CMS Expands Nursing Home Telehealth Coverage, Waives HIPAA Penalties During COVID-19 Outbreak
The Trump administration on Tuesday announced an emergency expansion of telehealth coverage for Medicare beneficiaries amid the COVID-19 outbreak, removing multiple regulatory barriers to doctors providing remote care for nursing home residents.
Retroactive to March 6, Medicare can pay for virtual consultations provided through telehealth platforms across the country, including those conducted in a patient’s place of residence — such as nursing homes, according to a fact sheet from the Centers for Medicare & Medicaid Services.
The benefit was expanded via the 1135 waiver authority and Coronavirus Preparedness and Response Supplemental Appropriations Act, “on a temporary and emergency basis.”
“The benefits are part of the broader effort by CMS and the White House Task Force to ensure that all Americans — particularly those at high-risk of complications from the virus that causes the disease COVID-19 — are aware of easy-to-use, accessible benefits that can help keep them healthy while helping to contain the community spread of this virus,” the fact sheet said.

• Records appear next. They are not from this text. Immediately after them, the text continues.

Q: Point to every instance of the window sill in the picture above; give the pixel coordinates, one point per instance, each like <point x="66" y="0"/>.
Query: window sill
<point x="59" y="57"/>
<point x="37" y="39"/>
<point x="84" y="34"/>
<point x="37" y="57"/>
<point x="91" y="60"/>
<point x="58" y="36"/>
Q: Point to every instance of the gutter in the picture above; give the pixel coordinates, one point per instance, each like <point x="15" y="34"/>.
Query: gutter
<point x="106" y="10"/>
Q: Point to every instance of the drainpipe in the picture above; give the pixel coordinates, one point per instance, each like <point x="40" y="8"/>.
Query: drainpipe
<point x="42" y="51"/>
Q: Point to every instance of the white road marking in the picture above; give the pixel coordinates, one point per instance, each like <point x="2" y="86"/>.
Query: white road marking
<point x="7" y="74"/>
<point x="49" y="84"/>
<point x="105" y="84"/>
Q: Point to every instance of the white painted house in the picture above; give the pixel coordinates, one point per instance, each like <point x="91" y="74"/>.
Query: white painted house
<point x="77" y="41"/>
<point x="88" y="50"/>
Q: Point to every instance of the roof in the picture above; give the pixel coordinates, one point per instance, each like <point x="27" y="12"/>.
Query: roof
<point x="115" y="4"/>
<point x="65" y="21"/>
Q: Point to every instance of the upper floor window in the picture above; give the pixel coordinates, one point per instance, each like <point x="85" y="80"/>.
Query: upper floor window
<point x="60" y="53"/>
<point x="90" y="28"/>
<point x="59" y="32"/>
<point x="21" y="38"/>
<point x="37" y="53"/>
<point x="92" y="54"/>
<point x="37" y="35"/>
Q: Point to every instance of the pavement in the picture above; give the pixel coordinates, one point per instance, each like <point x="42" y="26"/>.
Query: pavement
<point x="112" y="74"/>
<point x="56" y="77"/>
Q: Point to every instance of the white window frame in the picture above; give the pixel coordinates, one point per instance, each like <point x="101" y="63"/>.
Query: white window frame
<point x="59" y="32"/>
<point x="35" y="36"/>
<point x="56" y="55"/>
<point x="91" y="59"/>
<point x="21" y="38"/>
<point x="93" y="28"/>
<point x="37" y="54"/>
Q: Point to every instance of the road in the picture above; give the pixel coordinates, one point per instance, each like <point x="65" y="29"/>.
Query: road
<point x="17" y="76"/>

Medicare’s coverage of telehealth was previously limited to patients residing in a designated rural area, and required beneficiaries to leave their homes to go to a clinic, hospital, or other types of medical facilities for the service.
The expansion will last for the duration of the COVID-19 Public Health Emergency, CMS indicated. Because of the need for patients to avoid travel to avoid exposure to illness, the agency also indicated that the Department of Health and Human Services is “announcing a policy of enforcement discretion for Medicare telehealth services furnished pursuant to the waiver under section 1135(b)(8) of the Act.”
“To the extent the waiver (section 1135(g)(3)) requires that the patient have a prior established relationship with a particular practitioner, HHS will not conduct audits to ensure that such a prior relationship existed for claims submitted during this public health emergency,” CMS said.
That particular provision strikes at the heart of the problem that some telehealth providers observed in an $8.3 billion bill passed on March 4, which brought expanded telehealth reimbursement on the national level — but did not cover new patient relationships, meaning physicians would still be forced to meet patients in person prior to being able to provide virtual coverage.
“It was very exciting when it came out, like, ‘Wow, Congress recognized that telemedicine is going to be so crucial to this,’” Mordy Eisenberg, chief operating officer of the Stamford, Conn.,-based telehealth provider TapestryCare, told Skilled Nursing News earlier this month. “But it feels like our hands are tied … We can’t see new admissions over telemedicine.”
In addition, the HHS Office for Civil Rights (OCR) will use enforcement discretion and waive penalties for providers for HIPAA violations “that serve patients in good faith through everyday communications technologies, such as FaceTime or Skype, during the COVID-19 nationwide public health emergency.”
For that reason, CMS administrator Seema Verma said on a Tuesday evening press call, doctors should be able to begin seeing patients remotely immediately with very little setup.
“A doctor can use their phone, use their computer, and there aren’t a whole lot of restrictions on what types of modes of communication that they use,” Verma said. “So that should allow them to move very quickly on this.”
HHS will also allow providers to reduce or waive co-insurance payments related to telemedicine services.